Havana, Cuba: The notion that one can have constant virtual companeros and companeras as one travels the road and drives the work forward has a certain strange attraction.  God knows it helps to have company on the road!  There is a certain comfort to believing there are fellow travelers among us on the journeys of our work and lives, isn’t there?  In fact we often overstate the numbers to create the allusions of masses in motion with us even if we can only see a small few from day to day, so the search for other venues — even virtual — to move us all seems worth some effort in moving people froward.

So we will try this “blog” thing for a time and see what develops.  Years ago I did something for quite some time called the “chief organizer reports,” which were a daily staple on our radio stations, KNON in Dallas and KABF in Little Rock, and even before that when we were a smaller band I used to file similar “chief organizers reports” as we were growing on a weekly or monthly basis to keep people up to date and let them try to find a way to share in the experience and contribute constantly to the growing excitement of our work and world.

In short I see these notes as a part of that tradition even though with some differences.  With written reports one can see the staff, leaders, and members and try to imagine their interests and reconcile what one has to say and wants to say with some of what they might want to hear.  In radio it was much, much harder because there was a constant sense of speaking into the void and too often into an echo where one can only hear one’s own voice and other than that — silence — which was the reason in fact that after many years I simply stopped doing them.  I had been an organizer way too long who thrived on working with people to enjoy a medium where I could not seem to feel the connection.  In moving forward in this new direction I wonder if it will be a mixture of the two experiences.  On the one hand feeling like I will really know some of the people who might share an interest in this journey and being totally clueless about the rest of what moves people to read — much less respond — to these daily notes.

Whatever?  We take these small steps in no small part to see what lies around the corner, so with this brief introduction, let’s get to it!

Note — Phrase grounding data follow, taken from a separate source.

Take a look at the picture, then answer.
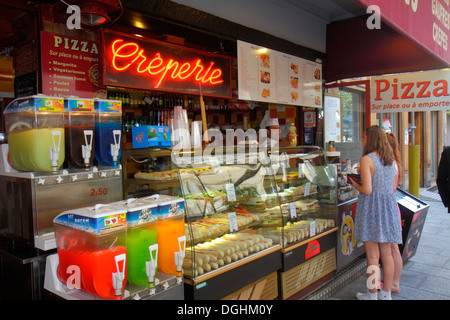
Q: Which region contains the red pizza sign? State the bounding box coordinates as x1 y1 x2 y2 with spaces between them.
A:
305 240 321 259
102 30 231 98
40 31 102 98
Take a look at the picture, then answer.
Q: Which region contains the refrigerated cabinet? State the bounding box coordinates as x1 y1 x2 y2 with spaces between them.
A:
269 146 338 300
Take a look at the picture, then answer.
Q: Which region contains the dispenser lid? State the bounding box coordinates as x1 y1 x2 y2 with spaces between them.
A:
65 97 95 112
111 198 158 227
4 94 65 114
94 98 122 113
54 204 127 234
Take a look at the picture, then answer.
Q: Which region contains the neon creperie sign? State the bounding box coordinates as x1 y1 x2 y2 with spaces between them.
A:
102 30 231 98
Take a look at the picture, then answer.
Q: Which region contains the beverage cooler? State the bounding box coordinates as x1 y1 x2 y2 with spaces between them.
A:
0 95 123 250
395 188 430 263
0 95 124 299
44 195 185 300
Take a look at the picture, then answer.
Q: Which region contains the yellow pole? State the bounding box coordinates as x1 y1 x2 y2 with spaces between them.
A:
409 144 420 198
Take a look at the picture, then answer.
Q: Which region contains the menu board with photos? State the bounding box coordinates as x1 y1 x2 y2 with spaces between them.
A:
237 40 322 108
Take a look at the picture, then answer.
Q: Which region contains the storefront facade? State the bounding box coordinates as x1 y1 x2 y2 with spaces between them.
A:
0 0 447 301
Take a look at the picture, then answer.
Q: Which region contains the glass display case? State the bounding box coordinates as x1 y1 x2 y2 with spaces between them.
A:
173 147 282 300
270 146 338 245
269 146 339 300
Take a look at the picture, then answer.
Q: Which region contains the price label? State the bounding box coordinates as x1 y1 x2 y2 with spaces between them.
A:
310 220 316 237
304 182 311 196
228 212 238 232
225 183 236 202
289 202 297 219
298 163 305 178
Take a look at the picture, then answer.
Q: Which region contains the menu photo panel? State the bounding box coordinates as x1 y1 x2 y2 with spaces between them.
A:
237 40 322 108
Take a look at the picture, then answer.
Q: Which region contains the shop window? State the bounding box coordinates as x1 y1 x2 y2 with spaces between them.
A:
338 88 362 142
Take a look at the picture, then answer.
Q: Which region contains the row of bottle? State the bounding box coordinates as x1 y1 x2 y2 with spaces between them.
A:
107 89 231 111
123 109 171 133
108 89 197 109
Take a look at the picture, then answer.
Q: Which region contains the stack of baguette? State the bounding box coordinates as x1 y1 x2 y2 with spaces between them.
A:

I write this first report from Havana.  Yes, the famous Havana — Cuba behind the blockade!  I am here as part of a bilateral commission looking at the state of developing labor law and unions in Cuba.  I am also interested given the ruined state of the Cuban economy in trying to understand here, as in so many other places, how people are able to piece together a living as part of the informal economy, or what many of us know as contingent labor in the United States.

Having spent most of yesterday simply negotiating the passage ways between the pre-dawn of New Orleans, where I call home, and then through Miami International in one tedious line after another, to finally arrive mid-afternoon in Havana, I can not say that I know much of anything about Cuba yet other than how to sort and match the early impressions with what I had read or wondered.   The Malecon is every bit as beautiful and literally breathtaking when the stiff breeze comes off the ocean against a bright afternoon blue sky, as the National Geographic pictures one had seen only months before.   Indeed there are streets full of vintage American cars, particularly Chevys and Oldsmobiles, but they are vastly outnumbered by other, even new editions, from elsewhere, so they seem novel, but more in a California car-club way than a standard way of life manner as one had somehow expected.  And, as expected, the buildings in Centro are a study in rusting wrought iron and decaying stucco and plaster as the architecture is literally crumbling around the streets that are also in a state of confusion between pavement and rubble, but there is more rehab and construction than one might have imagined and there are signs of pothole repair even in the back streets.

The most powerful recognition though is the lack of commercialization.  Billboards advertise political slogans here, not merchandize and modern convenience.  There are very, very few stores in the neighborhoods.  Fewer restaurants.  There are things being sold for sure, just not in an accustomed way in the normal marketplace.

One also is frankly surprised by the majesty of the city.  It is stately and elegant in a way that one did not quite expect.

And, of course even though one understands intellectually the impact of a blockade, being on the other side of the line produces a different recognition of its reality.  There is no hot sauce or tobasco for your eggs in the morning — of course neither are there really eggs without a huge struggle.  We were staying in a hotel owned and operated by the CTC — the Cuban labor federation.  There is no menu.   There was simply a choice of what one might want between fish, beef, and pork with the standard fare — which was altogether adequate for us, but gave more than a sense of how hard one it might be compared to the standard fare.

Impressions.  Only that.  As we dig in to the program today and throughout the week, we will get a better sense of what impressions harden into truths or seem foolishly naive on deeper inspection and understanding.